Consisting of thirty-nine short essays, the pieces form a mosaic of Soto’s youth.
He has received many awards for his work as a children’s author, including awards from the National Education Association and the PEN Center. Gary Soto was born in Fresno, California in 1952 to working-class parents who often struggled to find work.
Soto worked in both the fields of San Joaquin and the factories of Fresno as a young man; though he did not excel in school, by the time he was an adolescent Soto admits to having discovered the work of Ernest Hemingway, John Steinbeck, Jules Verne, and Robert Frost.
After providing background information concerning his holy roots, Soto leads the audience into a darker point of his childhood.

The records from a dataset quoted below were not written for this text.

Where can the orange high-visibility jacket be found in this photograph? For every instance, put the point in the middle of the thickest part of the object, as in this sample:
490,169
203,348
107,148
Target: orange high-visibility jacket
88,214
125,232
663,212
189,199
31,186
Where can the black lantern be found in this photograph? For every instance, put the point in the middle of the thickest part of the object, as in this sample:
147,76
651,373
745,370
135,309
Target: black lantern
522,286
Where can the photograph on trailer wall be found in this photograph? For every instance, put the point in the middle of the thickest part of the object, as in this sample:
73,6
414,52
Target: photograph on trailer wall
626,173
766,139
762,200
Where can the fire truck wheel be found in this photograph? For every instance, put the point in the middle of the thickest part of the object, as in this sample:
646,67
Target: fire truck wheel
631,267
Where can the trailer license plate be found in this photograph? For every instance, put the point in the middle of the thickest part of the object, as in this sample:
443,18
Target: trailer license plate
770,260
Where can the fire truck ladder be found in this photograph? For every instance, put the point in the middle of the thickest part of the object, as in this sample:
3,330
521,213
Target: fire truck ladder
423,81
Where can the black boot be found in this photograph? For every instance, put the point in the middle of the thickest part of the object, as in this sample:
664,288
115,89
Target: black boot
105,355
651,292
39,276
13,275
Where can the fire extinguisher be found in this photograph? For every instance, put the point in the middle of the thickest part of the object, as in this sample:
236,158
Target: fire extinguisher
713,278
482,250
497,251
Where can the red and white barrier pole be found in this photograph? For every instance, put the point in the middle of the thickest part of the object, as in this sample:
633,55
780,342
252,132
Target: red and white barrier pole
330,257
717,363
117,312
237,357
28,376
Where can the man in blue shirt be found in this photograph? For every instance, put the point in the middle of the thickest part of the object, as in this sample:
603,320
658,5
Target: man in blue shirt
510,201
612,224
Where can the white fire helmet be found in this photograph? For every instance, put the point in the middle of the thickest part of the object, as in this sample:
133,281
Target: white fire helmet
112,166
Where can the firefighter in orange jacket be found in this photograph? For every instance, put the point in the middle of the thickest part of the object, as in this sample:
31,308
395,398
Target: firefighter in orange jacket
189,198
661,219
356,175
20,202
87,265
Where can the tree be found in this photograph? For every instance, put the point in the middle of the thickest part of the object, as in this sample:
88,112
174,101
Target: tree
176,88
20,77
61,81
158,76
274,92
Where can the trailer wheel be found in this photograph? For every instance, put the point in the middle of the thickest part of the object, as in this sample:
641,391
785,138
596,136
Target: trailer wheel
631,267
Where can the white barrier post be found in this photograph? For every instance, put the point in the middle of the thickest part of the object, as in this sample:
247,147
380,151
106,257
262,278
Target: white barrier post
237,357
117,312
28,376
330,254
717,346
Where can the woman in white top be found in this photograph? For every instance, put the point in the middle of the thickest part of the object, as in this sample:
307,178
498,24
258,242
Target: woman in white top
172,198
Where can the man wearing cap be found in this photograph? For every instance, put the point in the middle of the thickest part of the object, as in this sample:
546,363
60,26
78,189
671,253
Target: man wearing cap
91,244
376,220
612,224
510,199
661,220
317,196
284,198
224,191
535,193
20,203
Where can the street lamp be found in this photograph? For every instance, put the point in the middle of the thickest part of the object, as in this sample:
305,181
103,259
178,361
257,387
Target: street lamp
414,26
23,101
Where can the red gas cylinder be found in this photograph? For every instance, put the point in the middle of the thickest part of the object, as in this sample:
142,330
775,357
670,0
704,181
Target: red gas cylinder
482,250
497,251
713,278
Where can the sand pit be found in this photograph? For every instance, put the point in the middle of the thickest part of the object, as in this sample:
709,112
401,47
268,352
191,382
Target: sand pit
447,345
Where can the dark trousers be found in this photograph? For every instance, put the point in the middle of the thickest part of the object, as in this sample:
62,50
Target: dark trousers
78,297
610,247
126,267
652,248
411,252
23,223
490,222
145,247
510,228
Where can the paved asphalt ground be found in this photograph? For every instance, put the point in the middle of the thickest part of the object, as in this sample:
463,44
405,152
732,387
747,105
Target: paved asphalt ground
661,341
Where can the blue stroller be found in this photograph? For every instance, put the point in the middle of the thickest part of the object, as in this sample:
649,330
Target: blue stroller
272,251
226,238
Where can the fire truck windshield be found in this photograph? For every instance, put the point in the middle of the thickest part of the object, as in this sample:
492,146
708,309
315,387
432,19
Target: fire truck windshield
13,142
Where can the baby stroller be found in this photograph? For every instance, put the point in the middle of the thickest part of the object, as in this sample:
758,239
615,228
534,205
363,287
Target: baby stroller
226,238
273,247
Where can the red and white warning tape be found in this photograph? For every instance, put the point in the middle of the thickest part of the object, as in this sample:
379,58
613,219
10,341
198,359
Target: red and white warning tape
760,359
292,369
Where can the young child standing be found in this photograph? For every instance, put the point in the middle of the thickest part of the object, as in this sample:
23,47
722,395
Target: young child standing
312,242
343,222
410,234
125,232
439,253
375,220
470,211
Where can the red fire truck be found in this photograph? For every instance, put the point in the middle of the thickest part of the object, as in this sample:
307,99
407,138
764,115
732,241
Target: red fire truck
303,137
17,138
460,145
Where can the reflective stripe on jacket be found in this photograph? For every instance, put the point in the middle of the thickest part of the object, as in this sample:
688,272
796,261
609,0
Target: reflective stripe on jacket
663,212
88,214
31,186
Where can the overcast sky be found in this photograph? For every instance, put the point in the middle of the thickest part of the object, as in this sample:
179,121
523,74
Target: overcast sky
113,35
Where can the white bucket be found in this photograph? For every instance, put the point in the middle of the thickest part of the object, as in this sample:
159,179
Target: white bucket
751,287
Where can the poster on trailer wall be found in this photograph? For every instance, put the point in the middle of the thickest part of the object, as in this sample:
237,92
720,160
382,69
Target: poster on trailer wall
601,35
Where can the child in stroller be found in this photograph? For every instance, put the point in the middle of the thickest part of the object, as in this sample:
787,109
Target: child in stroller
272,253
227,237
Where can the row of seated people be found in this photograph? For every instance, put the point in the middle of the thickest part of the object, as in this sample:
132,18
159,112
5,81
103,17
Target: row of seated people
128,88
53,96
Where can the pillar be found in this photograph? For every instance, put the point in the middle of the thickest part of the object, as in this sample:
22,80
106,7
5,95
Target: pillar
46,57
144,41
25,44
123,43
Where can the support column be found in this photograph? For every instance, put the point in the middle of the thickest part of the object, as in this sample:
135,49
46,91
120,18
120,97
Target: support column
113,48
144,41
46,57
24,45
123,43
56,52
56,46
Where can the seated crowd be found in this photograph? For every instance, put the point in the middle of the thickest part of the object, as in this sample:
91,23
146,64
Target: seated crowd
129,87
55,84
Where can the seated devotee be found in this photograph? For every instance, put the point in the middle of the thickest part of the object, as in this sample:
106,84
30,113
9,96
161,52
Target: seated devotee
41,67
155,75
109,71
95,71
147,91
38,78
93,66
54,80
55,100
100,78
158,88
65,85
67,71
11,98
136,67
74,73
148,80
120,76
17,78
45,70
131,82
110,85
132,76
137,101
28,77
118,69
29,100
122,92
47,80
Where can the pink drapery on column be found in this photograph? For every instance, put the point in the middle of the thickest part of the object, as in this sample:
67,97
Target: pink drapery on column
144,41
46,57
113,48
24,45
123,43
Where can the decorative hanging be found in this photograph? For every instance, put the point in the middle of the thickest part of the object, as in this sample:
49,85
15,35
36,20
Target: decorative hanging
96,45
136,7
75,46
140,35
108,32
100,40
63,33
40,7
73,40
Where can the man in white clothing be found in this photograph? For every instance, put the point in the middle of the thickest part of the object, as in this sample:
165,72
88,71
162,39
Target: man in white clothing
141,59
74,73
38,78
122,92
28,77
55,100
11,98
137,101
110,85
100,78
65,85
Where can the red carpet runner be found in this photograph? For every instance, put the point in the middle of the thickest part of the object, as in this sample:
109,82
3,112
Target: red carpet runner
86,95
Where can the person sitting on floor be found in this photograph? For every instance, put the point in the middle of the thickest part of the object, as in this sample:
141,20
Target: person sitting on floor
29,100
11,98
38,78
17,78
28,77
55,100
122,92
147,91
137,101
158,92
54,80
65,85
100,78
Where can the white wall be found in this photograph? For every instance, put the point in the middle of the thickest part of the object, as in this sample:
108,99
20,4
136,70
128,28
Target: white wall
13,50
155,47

As he gazes upon the bountiful display of pies around the German Market, “[His] sweet tooth gleaming and the juice of guilt wetting [his] underarms”, he caves into sin before truly committing the crime.“In short,” he has said, “I was already thinking like a poet, already filling myself with literature.” Soto went on to college at Fresno City College and California State University-Fresno, where he earned a BA in English in 1974.While at Fresno, Soto studied with the poet Philip Levine whose sharp portrayals of working-class subject matter influenced Soto’s own poetry.A squirrel nailed itself high on the trunk, where it forked into two large bark scabbed limbs” as he prepares to dine on the fruits of his unlawful labor.Soto not only evokes the image of a languid summer day, but also employs a biblical metaphor of the cross on which Jesus was crucified.Gary Soto is known for a body of work that deals with the realities of growing up in Mexican-American communities; in poems, novels, short stories, plays and over a two dozen books for young people, Soto has recreated the world of the barrio, the urban, Spanish-speaking neighborhood where he was raised, bringing the sights, sounds and smells vividly to life within the pages of his books.Soto’s poetry and prose focus on everyday experiences while evoking the harsh forces that often shape life for Chicanos, including racism, poverty, and crime.Soto’s work for children is also noted for its seamless integration of Spanish words into English text, making it particularly useful in increasingly mixed-language classrooms.Soto's ability to tell a story, to recreate moments of his own past in a manner that transcends the boundaries of race or age, and to transport his reader to the world of his own childhood is felt within each of his written works.Other influences from this period include Edward Field, James Wright, Pablo Neruda and Gabriel Garcia Marquez.Soto earned an MFA from the University of California-Irvine in 1974.